Benedick:  I have almost matter enough in me for such an embassage; and so I commit you—

Claudio:  To the tuition of God: From my house, if I had it,—

Don Pedro:  The sixth of July: Your loving friend, Benedick.

Benedick:  Nay, mock not, mock not. The body of your discourse is sometime guarded with fragments, and the guards are but slightly basted on neither: ere you flout old ends any further, examine your conscience: and so I leave you.

I know of no one who has been able to explain these curious lines from Act 1, Scene 1 of William Shakespeare‘s Much Ado About Nothing better than Clare Asquith in her controversial book Shadowplay, which I reviewed years ago for the Washington Post.  Not even my comprehensive Riverside Shakespeare provides a gloss on the line. While I found some of her interpretations extreme (read more about them and Asquith’s book in The Guardian here), this one seemed spot on.

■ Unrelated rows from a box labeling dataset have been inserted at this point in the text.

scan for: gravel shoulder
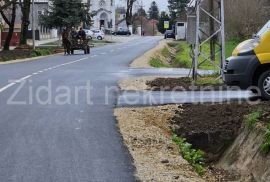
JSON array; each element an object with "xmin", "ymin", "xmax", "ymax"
[
  {"xmin": 114, "ymin": 105, "xmax": 204, "ymax": 182},
  {"xmin": 130, "ymin": 40, "xmax": 171, "ymax": 68}
]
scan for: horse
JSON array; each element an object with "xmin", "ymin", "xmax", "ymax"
[{"xmin": 62, "ymin": 30, "xmax": 71, "ymax": 55}]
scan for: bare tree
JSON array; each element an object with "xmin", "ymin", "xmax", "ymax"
[
  {"xmin": 0, "ymin": 0, "xmax": 17, "ymax": 51},
  {"xmin": 224, "ymin": 0, "xmax": 269, "ymax": 38},
  {"xmin": 126, "ymin": 0, "xmax": 136, "ymax": 26},
  {"xmin": 0, "ymin": 0, "xmax": 17, "ymax": 11}
]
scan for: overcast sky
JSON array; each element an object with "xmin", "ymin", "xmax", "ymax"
[{"xmin": 116, "ymin": 0, "xmax": 168, "ymax": 11}]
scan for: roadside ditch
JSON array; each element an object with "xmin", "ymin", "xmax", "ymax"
[{"xmin": 114, "ymin": 39, "xmax": 270, "ymax": 182}]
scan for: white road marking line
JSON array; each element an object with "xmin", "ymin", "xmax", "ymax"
[
  {"xmin": 0, "ymin": 57, "xmax": 88, "ymax": 93},
  {"xmin": 14, "ymin": 75, "xmax": 32, "ymax": 83},
  {"xmin": 0, "ymin": 83, "xmax": 16, "ymax": 93}
]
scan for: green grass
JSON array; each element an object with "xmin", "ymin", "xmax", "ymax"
[
  {"xmin": 149, "ymin": 58, "xmax": 169, "ymax": 68},
  {"xmin": 260, "ymin": 123, "xmax": 270, "ymax": 154},
  {"xmin": 154, "ymin": 40, "xmax": 243, "ymax": 70},
  {"xmin": 244, "ymin": 109, "xmax": 262, "ymax": 129},
  {"xmin": 225, "ymin": 39, "xmax": 241, "ymax": 58},
  {"xmin": 172, "ymin": 134, "xmax": 205, "ymax": 175},
  {"xmin": 196, "ymin": 76, "xmax": 222, "ymax": 86},
  {"xmin": 161, "ymin": 47, "xmax": 171, "ymax": 57}
]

July 6 marks the anniversary of the execution of Sir Thomas More, an occasion that was remembered in England long after Harry the Eighth was buried. Yes, yes, I know about Hilary Mantel and what she said. Still, his contemporaries and near-contemporaries had a different view:  John Donne called him “a man of the most tender and delicate conscience that the world saw since Augustine.” Jonathan Swift referred to him as “the person of the greatest virtue these islands ever produced.” And if the play Sir Thomas More is to be considered as the Bard’s handiwork, Shakespeare himself called him “the best friend the poor ever had.”